2. Code locations from match.pd are quoted directly (including line
        numbers) by logging fprintf calls.

This patch addresses the those issues without changing the behaviour
of the generated code. The first one is solved by making sure that minor
changes to match.pd do not influence the order in which functions are
generated. The second one by using a lookup table with line numbers.

Now a change to a single function will trigger a rebuild of 4 object
files (one with the function  and the one with the lookup table both for
gimple and generic) instead all of them (20 by default).
For reference, this decreased the rebuild time with 48 threads from 3.5
minutes to 1.5 minutes on my machine.

V2:
        * Placed the change in Makefile.in in the correct commit.
        * Used a separate logging function to reduce size of the
        executable.

V3:
	* Fix a bug from 'genmatch: Log line numbers indirectly',
	which was introduced in V2.
       

As for Richard Biener's remarks on executable size (cc1plus):

1. The first version of the change decreased (sic!) the executable size
	by approximately 120 kB (.text and .data sections grew by
	correspondingly 14 and 2 kB, but .debug_info section shrank by
	roughly 170 kB).
2. In the current version (V3) the binary size increases by 36 kB (.text
	grows by 3 kB and .rodata by 14 kB, the rest of the increase can
	be mostly attributed to debug sections).

One can choose between those variants just by taking the third commit
either from this or the first version of the patch series.


Possible optimization:

Currently, the lookup table for line numbers contains duplicate values.
If I remove them, the table would shrink by 40-50% reducing the increase
in .data sections.
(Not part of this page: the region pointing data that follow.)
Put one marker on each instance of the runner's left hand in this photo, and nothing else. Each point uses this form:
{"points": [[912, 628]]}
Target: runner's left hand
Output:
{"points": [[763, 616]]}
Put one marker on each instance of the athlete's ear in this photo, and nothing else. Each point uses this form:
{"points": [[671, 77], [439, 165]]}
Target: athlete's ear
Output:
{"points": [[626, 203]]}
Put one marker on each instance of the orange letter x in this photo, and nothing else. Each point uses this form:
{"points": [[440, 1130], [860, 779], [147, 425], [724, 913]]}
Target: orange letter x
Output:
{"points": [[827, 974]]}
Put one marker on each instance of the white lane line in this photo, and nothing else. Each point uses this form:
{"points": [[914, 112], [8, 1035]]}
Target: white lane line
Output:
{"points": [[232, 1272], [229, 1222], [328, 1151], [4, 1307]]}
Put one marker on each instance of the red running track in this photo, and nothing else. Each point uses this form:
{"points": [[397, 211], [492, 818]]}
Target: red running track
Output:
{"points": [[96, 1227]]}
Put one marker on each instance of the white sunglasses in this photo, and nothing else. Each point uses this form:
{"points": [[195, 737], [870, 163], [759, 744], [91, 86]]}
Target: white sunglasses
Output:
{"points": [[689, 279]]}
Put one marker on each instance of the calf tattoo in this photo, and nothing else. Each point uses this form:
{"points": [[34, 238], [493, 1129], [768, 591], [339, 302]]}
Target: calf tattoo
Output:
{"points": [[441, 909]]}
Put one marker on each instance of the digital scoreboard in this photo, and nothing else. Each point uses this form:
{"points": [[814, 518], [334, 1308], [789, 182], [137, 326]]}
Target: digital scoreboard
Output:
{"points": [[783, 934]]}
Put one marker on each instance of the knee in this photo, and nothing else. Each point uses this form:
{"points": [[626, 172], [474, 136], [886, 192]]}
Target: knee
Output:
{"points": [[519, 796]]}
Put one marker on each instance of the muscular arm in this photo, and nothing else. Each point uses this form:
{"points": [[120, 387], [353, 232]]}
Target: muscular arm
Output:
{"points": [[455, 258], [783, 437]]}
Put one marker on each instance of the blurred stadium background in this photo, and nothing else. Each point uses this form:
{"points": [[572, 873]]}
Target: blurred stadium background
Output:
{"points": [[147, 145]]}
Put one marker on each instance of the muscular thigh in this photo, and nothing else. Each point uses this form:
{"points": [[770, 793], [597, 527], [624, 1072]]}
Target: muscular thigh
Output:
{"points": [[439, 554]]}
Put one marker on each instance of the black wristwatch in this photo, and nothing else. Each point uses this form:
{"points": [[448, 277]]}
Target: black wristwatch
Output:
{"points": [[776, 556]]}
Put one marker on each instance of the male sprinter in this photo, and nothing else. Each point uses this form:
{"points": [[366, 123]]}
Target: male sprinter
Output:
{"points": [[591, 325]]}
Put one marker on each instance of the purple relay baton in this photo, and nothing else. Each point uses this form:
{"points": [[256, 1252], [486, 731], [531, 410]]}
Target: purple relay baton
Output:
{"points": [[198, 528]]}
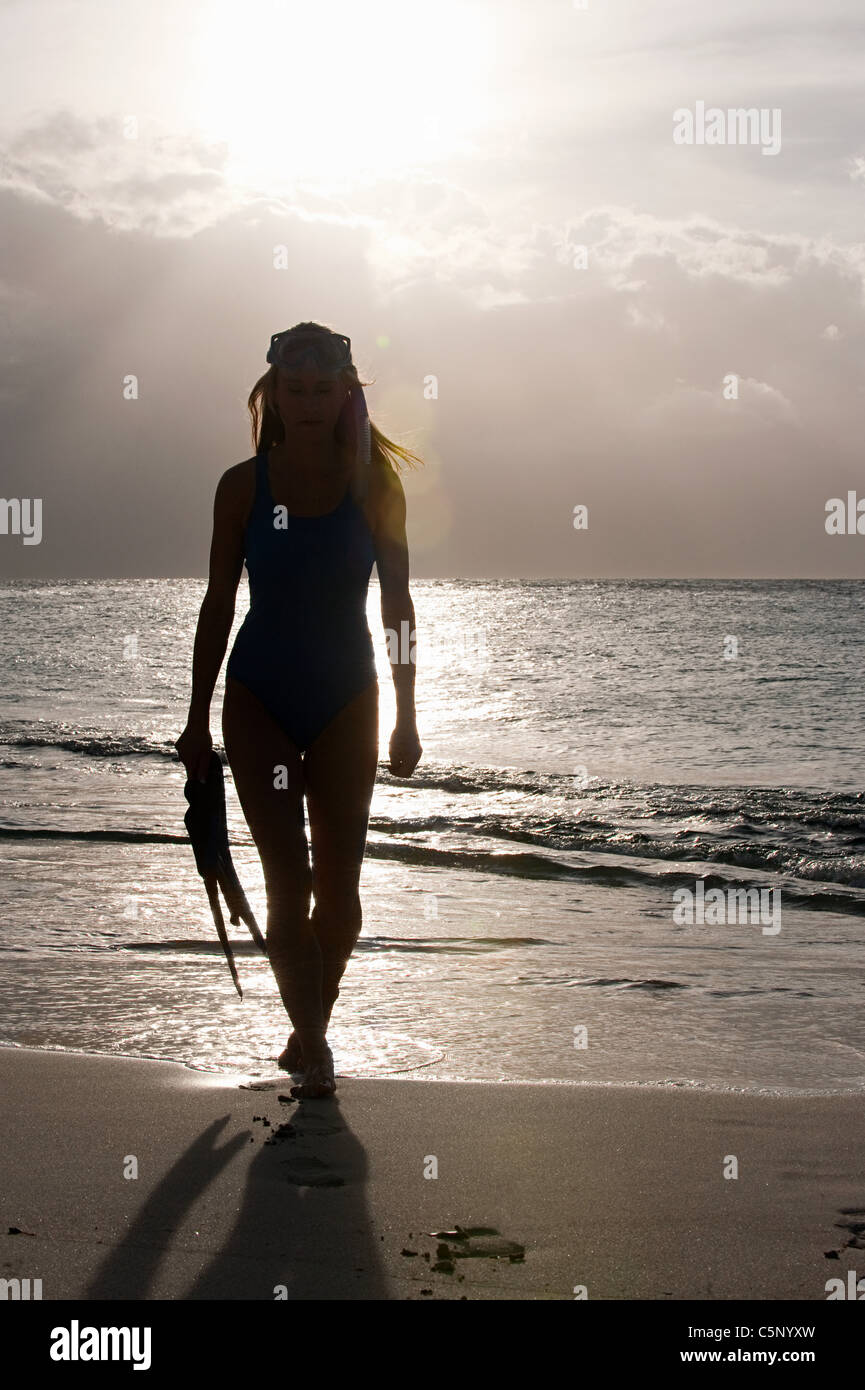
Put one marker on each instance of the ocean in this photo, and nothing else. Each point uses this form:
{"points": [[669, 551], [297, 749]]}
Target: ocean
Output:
{"points": [[591, 749]]}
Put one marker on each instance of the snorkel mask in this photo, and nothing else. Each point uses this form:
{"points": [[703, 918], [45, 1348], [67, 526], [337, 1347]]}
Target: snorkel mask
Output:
{"points": [[328, 353]]}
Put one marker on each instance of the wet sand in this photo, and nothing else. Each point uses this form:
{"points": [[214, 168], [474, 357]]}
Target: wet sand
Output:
{"points": [[406, 1189]]}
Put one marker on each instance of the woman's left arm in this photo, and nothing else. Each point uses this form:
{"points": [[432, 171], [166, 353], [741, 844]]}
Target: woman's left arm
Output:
{"points": [[388, 503]]}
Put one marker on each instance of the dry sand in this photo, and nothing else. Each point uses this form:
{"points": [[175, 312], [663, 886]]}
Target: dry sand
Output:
{"points": [[619, 1190]]}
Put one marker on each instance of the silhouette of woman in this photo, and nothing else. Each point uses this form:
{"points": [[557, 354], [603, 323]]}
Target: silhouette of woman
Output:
{"points": [[320, 502]]}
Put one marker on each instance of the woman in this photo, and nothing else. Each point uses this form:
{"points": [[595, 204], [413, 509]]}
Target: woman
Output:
{"points": [[310, 513]]}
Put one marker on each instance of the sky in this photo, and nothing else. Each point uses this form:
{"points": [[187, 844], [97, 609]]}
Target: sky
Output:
{"points": [[558, 293]]}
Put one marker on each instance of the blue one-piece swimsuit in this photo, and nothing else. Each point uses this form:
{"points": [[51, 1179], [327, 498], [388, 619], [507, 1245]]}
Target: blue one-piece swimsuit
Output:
{"points": [[305, 647]]}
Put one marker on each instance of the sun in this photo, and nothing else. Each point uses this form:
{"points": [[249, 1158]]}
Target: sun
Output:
{"points": [[334, 92]]}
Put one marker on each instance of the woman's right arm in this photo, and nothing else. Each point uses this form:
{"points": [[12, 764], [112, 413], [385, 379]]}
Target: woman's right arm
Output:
{"points": [[216, 617]]}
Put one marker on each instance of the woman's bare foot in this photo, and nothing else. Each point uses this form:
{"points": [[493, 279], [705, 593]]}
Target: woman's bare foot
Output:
{"points": [[291, 1059], [319, 1079]]}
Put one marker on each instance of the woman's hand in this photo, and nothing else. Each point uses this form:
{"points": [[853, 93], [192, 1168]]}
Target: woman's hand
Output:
{"points": [[405, 749], [193, 748]]}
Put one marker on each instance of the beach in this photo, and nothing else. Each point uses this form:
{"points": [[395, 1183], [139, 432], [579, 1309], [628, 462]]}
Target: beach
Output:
{"points": [[413, 1189]]}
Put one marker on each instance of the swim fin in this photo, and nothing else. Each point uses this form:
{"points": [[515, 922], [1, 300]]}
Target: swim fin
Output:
{"points": [[207, 827]]}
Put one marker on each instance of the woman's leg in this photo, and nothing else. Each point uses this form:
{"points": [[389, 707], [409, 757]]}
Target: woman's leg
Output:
{"points": [[255, 747], [340, 773]]}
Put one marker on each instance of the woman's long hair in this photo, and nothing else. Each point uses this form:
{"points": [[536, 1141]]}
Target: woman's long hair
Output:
{"points": [[267, 427]]}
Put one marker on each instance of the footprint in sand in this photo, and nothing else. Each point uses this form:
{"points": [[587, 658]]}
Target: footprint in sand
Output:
{"points": [[310, 1172]]}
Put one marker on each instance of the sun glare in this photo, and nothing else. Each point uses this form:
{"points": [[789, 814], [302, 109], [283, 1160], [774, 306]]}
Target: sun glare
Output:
{"points": [[334, 92]]}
Is it worth pursuing? And if so, would it be better
if I integrate this into this patch series or implement it separately?
Also, can I assume that genmatch is producing source code using a single
input file per invocation? Currently, this is the case.


Note for reviewers: I do not have write access.


Andrzej Turko (3):
  Support get_or_insert in ordered_hash_map
  genmatch: Reduce variability of generated code
  genmatch: Log line numbers indirectly

 gcc/Makefile.in               |  4 +-
 gcc/genmatch.cc               | 92 +++++++++++++++++++++++++++++------
 gcc/ordered-hash-map-tests.cc | 19 ++++++--
 gcc/ordered-hash-map.h        | 26 ++++++++++
 4 files changed, 119 insertions(+), 22 deletions(-)